Objectives: To determine the incidence, causes, associated factors, and short-term outcomes of extreme neonatal hyperbilirubinemia in Australia in order to identify opportunities for prevention.

Study Design: This was a prospective population-based surveillance study in collaboration with the Australian Pediatric Surveillance Unit between April 1, 2010, and March 31, 2013. Case definition was: infants >34 weeks gestation with a peak total serum bilirubin ≥450 μmol/L and or clinical evidence of bilirubin encephalopathy. Clinicians completed questionnaires detailing demographic and clinical data including: peak serum bilirubin, signs of bilirubin encephalopathy, etiology, associated pathology, management, and short-term outcomes.

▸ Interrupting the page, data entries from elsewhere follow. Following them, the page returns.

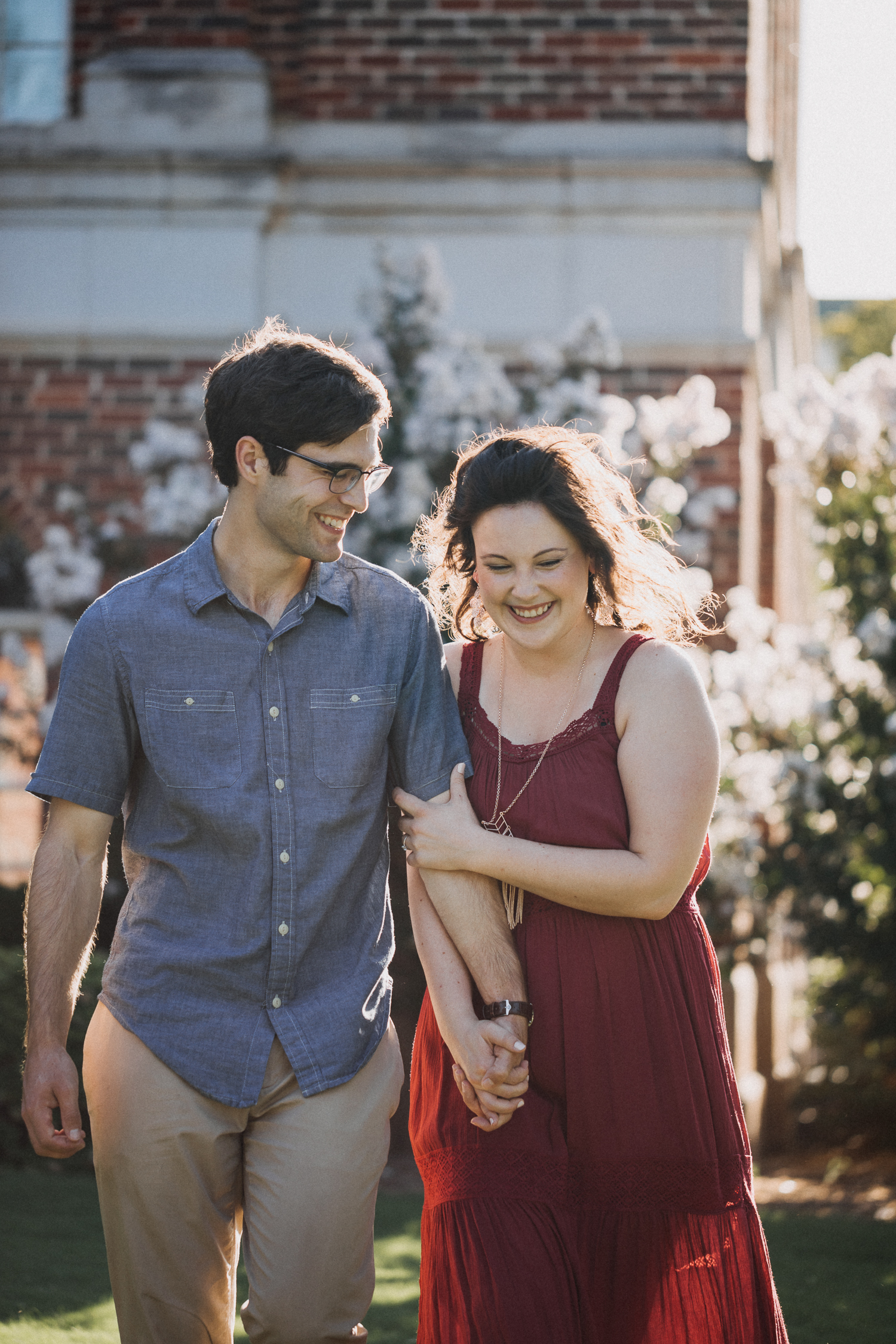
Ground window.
[0,0,69,127]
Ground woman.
[398,426,786,1344]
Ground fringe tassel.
[501,882,525,929]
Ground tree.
[757,352,896,1141]
[822,299,896,370]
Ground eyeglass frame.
[274,444,392,495]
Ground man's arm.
[22,799,113,1157]
[407,864,529,1130]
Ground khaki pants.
[83,1004,403,1344]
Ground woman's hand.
[392,765,484,872]
[453,1064,528,1134]
[449,1017,529,1132]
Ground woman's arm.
[396,643,719,919]
[407,867,529,1130]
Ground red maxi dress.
[410,634,787,1344]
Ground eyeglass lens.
[329,467,388,495]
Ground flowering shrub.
[755,341,896,1140]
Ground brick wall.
[0,356,741,605]
[74,0,748,121]
[600,367,747,606]
[0,356,208,587]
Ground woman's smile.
[508,602,554,625]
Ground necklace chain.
[480,619,598,834]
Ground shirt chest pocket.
[144,687,242,789]
[312,686,398,789]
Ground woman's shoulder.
[619,639,705,702]
[444,640,470,699]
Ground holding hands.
[450,1017,529,1133]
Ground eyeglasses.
[274,444,392,495]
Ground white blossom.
[26,524,102,612]
[638,374,731,471]
[560,308,622,369]
[762,355,896,481]
[682,485,738,527]
[643,476,688,517]
[856,606,896,659]
[404,335,520,457]
[128,419,204,474]
[360,246,452,349]
[144,462,227,538]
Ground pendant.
[480,812,524,929]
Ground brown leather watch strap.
[482,999,535,1027]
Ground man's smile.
[315,514,351,533]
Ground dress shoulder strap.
[458,640,485,708]
[594,632,653,722]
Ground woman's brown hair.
[414,425,712,644]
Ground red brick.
[72,0,748,121]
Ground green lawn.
[0,1168,896,1344]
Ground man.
[23,321,525,1344]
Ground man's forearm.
[26,831,105,1050]
[421,870,527,1003]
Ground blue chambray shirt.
[28,520,471,1106]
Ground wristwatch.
[482,999,535,1027]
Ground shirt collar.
[184,517,352,616]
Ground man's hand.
[22,1046,85,1157]
[454,1017,529,1133]
[22,799,112,1157]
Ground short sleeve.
[27,598,139,817]
[389,598,473,800]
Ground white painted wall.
[0,53,762,363]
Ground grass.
[763,1213,896,1344]
[0,1167,422,1344]
[0,1168,896,1344]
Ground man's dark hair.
[205,317,392,487]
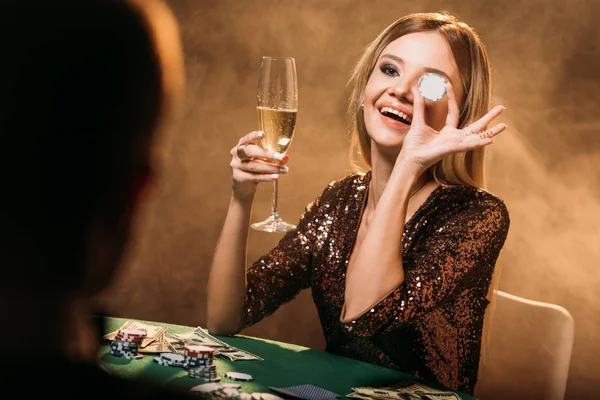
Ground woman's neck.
[367,151,431,211]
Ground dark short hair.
[0,0,161,288]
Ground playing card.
[269,384,342,400]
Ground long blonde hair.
[347,13,500,353]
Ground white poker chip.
[225,372,254,382]
[160,353,185,367]
[252,392,284,400]
[190,382,223,393]
[419,72,446,101]
[221,383,242,389]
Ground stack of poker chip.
[152,353,185,367]
[183,345,221,382]
[110,329,146,358]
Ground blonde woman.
[208,13,509,394]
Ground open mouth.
[379,107,412,125]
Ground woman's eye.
[379,64,398,76]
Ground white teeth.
[380,107,412,122]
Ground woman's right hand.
[229,131,290,201]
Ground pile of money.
[346,381,461,400]
[104,320,262,361]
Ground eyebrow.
[381,54,451,81]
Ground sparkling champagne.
[257,107,298,154]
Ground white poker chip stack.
[110,329,146,359]
[183,345,221,383]
[152,353,185,367]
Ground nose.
[388,76,415,104]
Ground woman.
[208,13,509,394]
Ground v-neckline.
[345,171,443,272]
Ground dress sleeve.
[238,187,329,332]
[341,192,510,336]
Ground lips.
[379,106,412,125]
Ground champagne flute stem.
[271,179,279,218]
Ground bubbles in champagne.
[257,107,298,154]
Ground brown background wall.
[98,0,600,399]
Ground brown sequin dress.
[239,172,509,394]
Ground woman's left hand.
[398,83,506,172]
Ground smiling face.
[363,31,464,151]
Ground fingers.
[232,158,290,175]
[446,81,460,128]
[230,131,289,164]
[238,131,265,146]
[411,86,425,126]
[464,106,506,133]
[460,123,507,151]
[233,170,279,183]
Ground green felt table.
[100,318,475,399]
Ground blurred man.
[0,0,200,398]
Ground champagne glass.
[251,57,298,232]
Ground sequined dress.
[239,171,509,394]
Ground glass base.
[250,214,296,232]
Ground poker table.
[99,317,475,400]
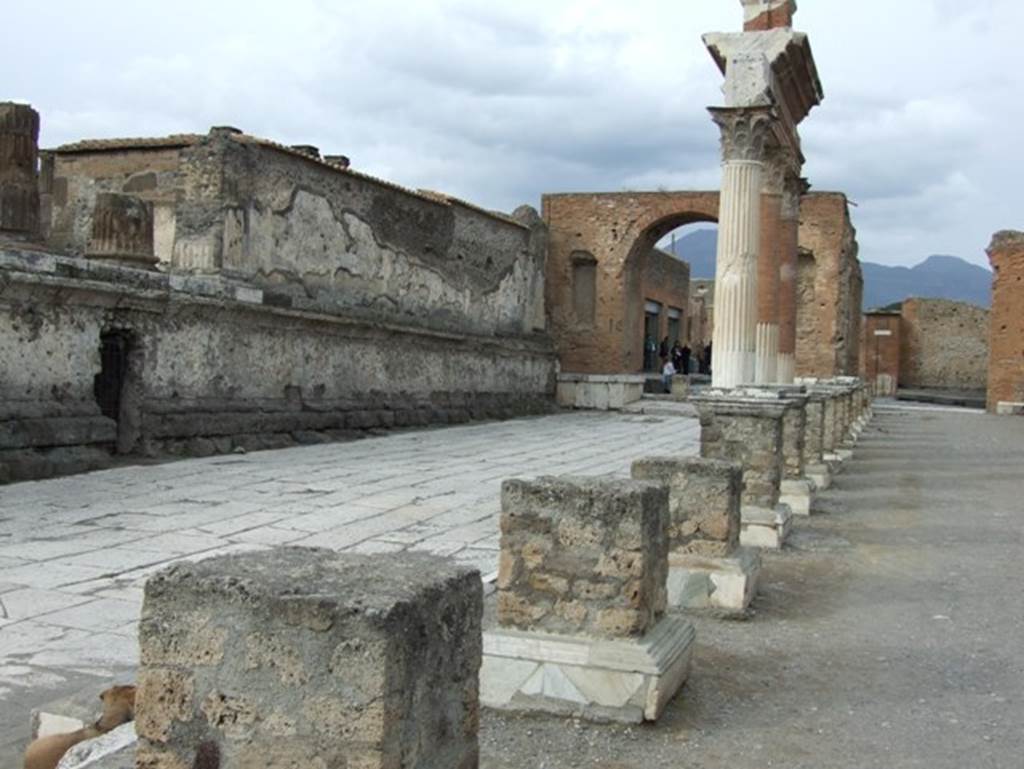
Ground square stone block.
[669,548,761,614]
[480,616,694,723]
[694,395,794,508]
[136,548,483,769]
[498,477,669,638]
[779,480,814,515]
[632,457,743,558]
[739,505,793,550]
[804,462,831,492]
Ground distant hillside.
[663,229,992,309]
[860,256,992,308]
[662,229,718,280]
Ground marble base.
[804,463,831,492]
[555,374,645,412]
[480,616,695,724]
[739,504,793,550]
[668,548,761,613]
[778,479,815,515]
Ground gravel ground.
[480,407,1024,769]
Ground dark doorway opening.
[643,301,662,371]
[92,331,133,421]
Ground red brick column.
[988,230,1024,414]
[775,173,805,384]
[0,101,39,240]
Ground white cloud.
[0,0,1024,263]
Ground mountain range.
[663,228,992,309]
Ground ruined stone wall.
[0,250,554,479]
[44,129,546,335]
[860,312,900,396]
[40,143,192,265]
[797,193,863,377]
[543,191,718,374]
[899,299,988,390]
[642,249,690,344]
[988,230,1024,413]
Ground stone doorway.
[92,329,140,454]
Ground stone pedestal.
[711,108,773,387]
[556,374,644,412]
[480,478,693,723]
[135,548,482,769]
[693,395,793,548]
[85,193,159,269]
[633,457,761,613]
[0,101,39,242]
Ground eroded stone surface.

Results: The questionnaire return rate was 95%, and 87 infants met the case definition. The Australian incidence of extreme neonatal hyperbilirubinemia is estimated to be 9.4/100,000 live births. Main etiologies were: idiopathic ABO blood group incompatibility, glucose-6-phosphate dehydrogenase deficiency, and Rhesus isoimmunization. There were no significant differences in short-term outcomes between inpatient and outpatient cases. Cases with a hemolytic etiology were significantly more likely to have extremely high levels of hyperbilirubinemia (P < .002).

Conclusion: The incidence of extreme neonatal hyperbilirubinemia in Australia is comparable with previous studies. Robust pre- and post-discharge assessment and management strategies of neonatal hyperbilirubinemia are essential to prevent neurodisability. Universal glucose-6-phosphate dehydrogenase screening and serial bilirubin monitoring may optimize preventative strategies.